I looked at the closed door that led to the hallway that led to the examination rooms and the examination chairs and the picks and the drills and the… I looked at the door and I shuddered.
“No, thank you,” I said. “To tell you the truth, you couldn’t drag me back there with a chain and a backhoe.”
She smiled, unsure of what to say to that. “Then please take a seat. I’m sure the doctor will be out shortly.”

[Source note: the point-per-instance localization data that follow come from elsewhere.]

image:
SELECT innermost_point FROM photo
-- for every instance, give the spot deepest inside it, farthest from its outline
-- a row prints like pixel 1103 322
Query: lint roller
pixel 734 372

I sat in a beige chair, picked up an old magazine, tried to calm my nerves. It was unsettling enough to be there in the first place – it was the waiting room to a dentist’s office, after all – but it was doubly so since this dentist seemed to be after more than the usual amount of my blood. He wanted me to leave him out of the Dubé case, and the pressure was accelerating at an alarming rate. It had to stop, somehow, and that was the purpose of my visit. I could back off, sure, but as much as I had decided to do just that the night before, as the doctor was tying up the stitches in my cheek, one after the other after the other, I’m not built that way. I don’t have much of a spine, it’s a wonder I can stand up in the morning, but push me like he had been pushing me and whatever is actually there stiffens with doggedness. So I figured the way to get it over with was to get it over with, to drop the damn subpoena on his lap and end the suspense.
The door to the examination room opened. I jumped to my feet. Tilda stood in the doorway, bent stiffly to the right, her left eye swollen shut. She stared at me with malice in her one open eye before she moved to the side and Dr. Bob and his patient, a lovely young woman, brushed past her to the desk.
Dr. Bob stopped suddenly when he saw me, his face startled for a moment before recovering into a smile. “Victor, hello. What an unexpected pleasure.”